How to Run the Protocol
First, confirm the diagnosis: track symptoms daily across two cycles to verify they cluster in the luteal phase and clear after menses. Build the foundation with lifestyle measures that have independent evidence — regular aerobic exercise, adequate sleep, and a lower-sodium, lower-refined-carbohydrate diet. For supplements, start with the best-evidenced single agent rather than a stack: calcium 1,000–1,200 mg/day. If symptoms remain bothersome, add a standardized chasteberry extract for at least three cycles (best for breast tenderness and irritability), or B6 up to 100 mg/day. Reserve saffron 30 mg/day for mood-predominant presentations. Introduce one agent at a time so you can judge what actually helps.
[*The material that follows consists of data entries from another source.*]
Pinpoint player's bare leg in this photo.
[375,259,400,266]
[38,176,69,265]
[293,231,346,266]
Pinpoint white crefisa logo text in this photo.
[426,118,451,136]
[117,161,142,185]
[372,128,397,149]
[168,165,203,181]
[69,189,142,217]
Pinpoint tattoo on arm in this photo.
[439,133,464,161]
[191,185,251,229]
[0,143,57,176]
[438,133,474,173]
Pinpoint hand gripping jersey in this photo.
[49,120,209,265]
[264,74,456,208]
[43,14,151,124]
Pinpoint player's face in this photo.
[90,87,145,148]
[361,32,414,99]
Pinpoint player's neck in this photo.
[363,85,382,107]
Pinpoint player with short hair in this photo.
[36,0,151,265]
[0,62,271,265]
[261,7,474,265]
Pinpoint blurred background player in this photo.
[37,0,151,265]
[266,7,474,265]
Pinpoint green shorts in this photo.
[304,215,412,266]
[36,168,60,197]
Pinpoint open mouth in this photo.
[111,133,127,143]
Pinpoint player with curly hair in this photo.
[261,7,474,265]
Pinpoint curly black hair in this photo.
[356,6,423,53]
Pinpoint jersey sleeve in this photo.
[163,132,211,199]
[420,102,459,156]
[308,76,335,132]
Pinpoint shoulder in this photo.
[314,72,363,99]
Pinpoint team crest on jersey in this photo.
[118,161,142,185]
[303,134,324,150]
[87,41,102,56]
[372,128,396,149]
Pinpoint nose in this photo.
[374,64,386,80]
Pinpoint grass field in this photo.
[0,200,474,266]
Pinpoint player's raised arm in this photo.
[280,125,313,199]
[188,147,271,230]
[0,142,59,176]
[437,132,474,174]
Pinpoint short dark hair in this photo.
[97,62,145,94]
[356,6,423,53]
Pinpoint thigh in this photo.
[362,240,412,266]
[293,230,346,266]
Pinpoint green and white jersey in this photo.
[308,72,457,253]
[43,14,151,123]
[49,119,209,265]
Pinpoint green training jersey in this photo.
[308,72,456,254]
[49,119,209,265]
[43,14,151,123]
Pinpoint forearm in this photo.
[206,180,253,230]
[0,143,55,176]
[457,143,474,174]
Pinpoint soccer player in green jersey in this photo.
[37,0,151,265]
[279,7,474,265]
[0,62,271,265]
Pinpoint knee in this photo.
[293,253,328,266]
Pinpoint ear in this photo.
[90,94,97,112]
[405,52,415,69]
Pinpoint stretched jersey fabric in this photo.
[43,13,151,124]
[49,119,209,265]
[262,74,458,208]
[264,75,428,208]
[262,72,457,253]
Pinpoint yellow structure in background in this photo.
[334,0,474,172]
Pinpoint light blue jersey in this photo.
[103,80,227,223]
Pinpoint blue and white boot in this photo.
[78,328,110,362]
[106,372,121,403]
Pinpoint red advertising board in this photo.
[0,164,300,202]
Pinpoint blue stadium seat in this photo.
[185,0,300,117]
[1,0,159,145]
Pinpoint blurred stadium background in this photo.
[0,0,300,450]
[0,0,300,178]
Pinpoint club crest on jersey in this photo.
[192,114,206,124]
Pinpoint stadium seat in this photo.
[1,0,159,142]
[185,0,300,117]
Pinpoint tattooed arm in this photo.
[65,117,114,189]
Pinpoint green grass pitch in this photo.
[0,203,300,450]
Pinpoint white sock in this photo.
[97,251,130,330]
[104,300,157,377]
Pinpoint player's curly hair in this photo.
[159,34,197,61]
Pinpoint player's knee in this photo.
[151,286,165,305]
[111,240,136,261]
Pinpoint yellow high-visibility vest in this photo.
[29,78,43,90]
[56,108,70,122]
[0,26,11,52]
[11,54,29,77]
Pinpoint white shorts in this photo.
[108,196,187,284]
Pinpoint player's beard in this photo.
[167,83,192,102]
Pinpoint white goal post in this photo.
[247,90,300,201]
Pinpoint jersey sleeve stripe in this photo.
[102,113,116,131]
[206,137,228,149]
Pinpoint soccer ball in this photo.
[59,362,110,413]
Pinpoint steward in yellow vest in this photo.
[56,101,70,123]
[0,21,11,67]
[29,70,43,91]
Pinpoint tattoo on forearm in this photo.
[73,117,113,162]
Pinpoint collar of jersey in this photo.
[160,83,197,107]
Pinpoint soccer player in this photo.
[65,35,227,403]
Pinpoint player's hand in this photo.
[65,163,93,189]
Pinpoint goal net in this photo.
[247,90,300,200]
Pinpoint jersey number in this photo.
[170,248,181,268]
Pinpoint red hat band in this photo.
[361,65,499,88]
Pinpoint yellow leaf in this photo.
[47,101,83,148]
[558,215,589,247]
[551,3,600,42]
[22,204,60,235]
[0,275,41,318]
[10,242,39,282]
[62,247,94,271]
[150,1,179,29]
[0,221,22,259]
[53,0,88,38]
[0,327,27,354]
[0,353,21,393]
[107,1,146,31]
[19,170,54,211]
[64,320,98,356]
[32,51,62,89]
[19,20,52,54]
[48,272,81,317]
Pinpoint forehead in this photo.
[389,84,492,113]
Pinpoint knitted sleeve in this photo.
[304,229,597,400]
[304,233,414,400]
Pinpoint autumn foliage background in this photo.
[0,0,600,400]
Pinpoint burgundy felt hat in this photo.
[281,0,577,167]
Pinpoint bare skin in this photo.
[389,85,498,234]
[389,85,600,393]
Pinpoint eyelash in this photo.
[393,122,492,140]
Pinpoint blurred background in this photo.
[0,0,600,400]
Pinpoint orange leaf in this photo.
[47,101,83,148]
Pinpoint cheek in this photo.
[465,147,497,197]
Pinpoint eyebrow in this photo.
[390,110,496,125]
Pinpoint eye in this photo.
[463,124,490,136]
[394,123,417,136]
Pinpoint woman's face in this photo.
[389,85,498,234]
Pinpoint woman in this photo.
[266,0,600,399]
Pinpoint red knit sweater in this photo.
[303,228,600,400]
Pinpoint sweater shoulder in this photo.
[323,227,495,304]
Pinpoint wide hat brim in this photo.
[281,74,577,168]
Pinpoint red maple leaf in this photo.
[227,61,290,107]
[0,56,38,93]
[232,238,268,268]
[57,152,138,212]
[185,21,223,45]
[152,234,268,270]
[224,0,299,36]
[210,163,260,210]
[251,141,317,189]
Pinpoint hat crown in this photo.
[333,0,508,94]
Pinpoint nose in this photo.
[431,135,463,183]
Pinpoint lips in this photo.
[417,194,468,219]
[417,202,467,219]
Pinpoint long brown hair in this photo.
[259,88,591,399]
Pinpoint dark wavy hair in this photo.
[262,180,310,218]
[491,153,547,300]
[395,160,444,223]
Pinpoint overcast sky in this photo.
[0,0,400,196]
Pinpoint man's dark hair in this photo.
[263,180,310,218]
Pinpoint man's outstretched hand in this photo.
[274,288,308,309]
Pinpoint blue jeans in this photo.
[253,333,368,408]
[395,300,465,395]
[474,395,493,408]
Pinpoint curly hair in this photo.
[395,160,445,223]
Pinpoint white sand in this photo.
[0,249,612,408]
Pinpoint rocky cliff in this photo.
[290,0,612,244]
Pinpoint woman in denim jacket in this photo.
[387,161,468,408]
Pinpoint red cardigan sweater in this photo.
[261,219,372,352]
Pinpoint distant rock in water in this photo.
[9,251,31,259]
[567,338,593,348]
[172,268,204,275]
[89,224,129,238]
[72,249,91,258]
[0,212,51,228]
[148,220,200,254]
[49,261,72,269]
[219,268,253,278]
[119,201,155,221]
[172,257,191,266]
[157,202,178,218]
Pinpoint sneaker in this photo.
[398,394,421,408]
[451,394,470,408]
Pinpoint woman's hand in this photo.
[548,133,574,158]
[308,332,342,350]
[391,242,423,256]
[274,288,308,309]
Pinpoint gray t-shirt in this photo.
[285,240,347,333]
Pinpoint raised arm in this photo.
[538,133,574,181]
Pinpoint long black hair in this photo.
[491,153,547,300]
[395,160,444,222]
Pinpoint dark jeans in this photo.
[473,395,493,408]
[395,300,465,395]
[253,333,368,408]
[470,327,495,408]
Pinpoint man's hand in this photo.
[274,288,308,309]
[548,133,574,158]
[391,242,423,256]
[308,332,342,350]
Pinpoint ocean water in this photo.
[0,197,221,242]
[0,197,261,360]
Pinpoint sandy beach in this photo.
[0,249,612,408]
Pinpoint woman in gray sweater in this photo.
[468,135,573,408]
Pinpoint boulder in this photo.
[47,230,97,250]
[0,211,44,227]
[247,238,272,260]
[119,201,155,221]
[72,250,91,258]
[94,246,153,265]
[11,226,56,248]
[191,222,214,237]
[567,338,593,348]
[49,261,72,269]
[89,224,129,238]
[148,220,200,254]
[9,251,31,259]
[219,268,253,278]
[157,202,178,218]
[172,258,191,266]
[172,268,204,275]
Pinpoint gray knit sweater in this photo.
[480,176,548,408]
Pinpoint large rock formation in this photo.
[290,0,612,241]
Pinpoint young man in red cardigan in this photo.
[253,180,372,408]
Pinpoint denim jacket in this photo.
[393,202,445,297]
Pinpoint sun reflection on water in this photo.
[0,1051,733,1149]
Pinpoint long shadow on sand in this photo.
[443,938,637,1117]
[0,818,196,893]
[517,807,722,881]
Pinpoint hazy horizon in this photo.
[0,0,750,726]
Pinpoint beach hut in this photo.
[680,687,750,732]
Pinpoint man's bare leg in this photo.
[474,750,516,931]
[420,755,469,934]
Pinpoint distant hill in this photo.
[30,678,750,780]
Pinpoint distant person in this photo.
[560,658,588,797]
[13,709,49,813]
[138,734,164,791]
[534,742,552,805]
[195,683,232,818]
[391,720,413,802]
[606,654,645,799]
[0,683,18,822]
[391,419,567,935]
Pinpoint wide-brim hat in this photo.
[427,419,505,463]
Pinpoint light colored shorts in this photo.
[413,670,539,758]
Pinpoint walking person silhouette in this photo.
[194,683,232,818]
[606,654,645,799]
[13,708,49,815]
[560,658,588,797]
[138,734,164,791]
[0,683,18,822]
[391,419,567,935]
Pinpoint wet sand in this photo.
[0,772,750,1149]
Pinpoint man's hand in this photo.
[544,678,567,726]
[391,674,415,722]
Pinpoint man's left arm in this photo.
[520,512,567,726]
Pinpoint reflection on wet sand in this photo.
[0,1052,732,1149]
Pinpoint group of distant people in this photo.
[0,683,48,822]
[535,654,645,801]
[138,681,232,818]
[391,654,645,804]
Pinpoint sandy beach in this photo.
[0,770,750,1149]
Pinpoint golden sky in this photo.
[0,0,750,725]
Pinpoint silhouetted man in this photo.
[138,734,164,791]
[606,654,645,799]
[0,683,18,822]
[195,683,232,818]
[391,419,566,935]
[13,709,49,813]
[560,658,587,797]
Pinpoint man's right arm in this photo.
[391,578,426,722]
If symptoms are severe, meet PMDD criteria, or significantly impair functioning, an SSRI (continuous or luteal-phase dosing) or hormonal therapy is more effective than any supplement — see the separate PMDD protocol and discuss options with a clinician.
Sources
- Thys-Jacobs S, Starkey P, Bernstein D, Tian J. "Calcium carbonate and the premenstrual syndrome: effects on premenstrual and menstrual symptoms." Am J Obstet Gynecol, 1998;179(2):444-452. PMID 9731851.
- Thys-Jacobs S, Ceccarelli S, Bierman A, Weisman H, Cohen MA, Alvir J. "Calcium supplementation in premenstrual syndrome: a randomized crossover trial." J Gen Intern Med, 1989;4(3):183-189. PMID 2656936.
- Schellenberg R. "Treatment for the premenstrual syndrome with agnus castus fruit extract: prospective, randomised, placebo controlled study." BMJ, 2001;322(7279):134-137. PMID 11159568.
- Cerqueira RO, Frey BN, Leclerc E, Brietzke E. "Vitex agnus castus for premenstrual syndrome and premenstrual dysphoric disorder: a systematic review." Arch Womens Ment Health, 2017;20(6):713-719. PMID 29063202.
- van Die MD, Burger HG, Teede HJ, Bone KM. "Vitex agnus-castus extracts for female reproductive disorders: a systematic review of clinical trials." Planta Med, 2013;79(7):562-575. PMID 23136064.
- Wyatt KM, Dimmock PW, Jones PW, Shaughn O'Brien PM. "Efficacy of vitamin B-6 in the treatment of premenstrual syndrome: systematic review." BMJ, 1999;318(7195):1375-1381. PMID 10334745.
- Agha-Hosseini M, Kashani L, Aleyaseen A, et al. "Crocus sativus L. (saffron) in the treatment of premenstrual syndrome: a double-blind, randomised and placebo-controlled trial." BJOG, 2008;115(4):515-519. PMID 18271889.
- Robinson J, Ferreira A, Iacovou M, Kellow NJ. "Effect of nutritional interventions on the psychological symptoms of premenstrual syndrome in women of reproductive age: a systematic review of randomized controlled trials." Nutr Rev, 2025;83(2):280-306. PMID 38684926.
- Fugh-Berman A, Kronenberg F. "Complementary and alternative medicine (CAM) in reproductive-age women: a review of randomized controlled trials." Reprod Toxicol, 2003;17(2):137-152. PMID 12642146.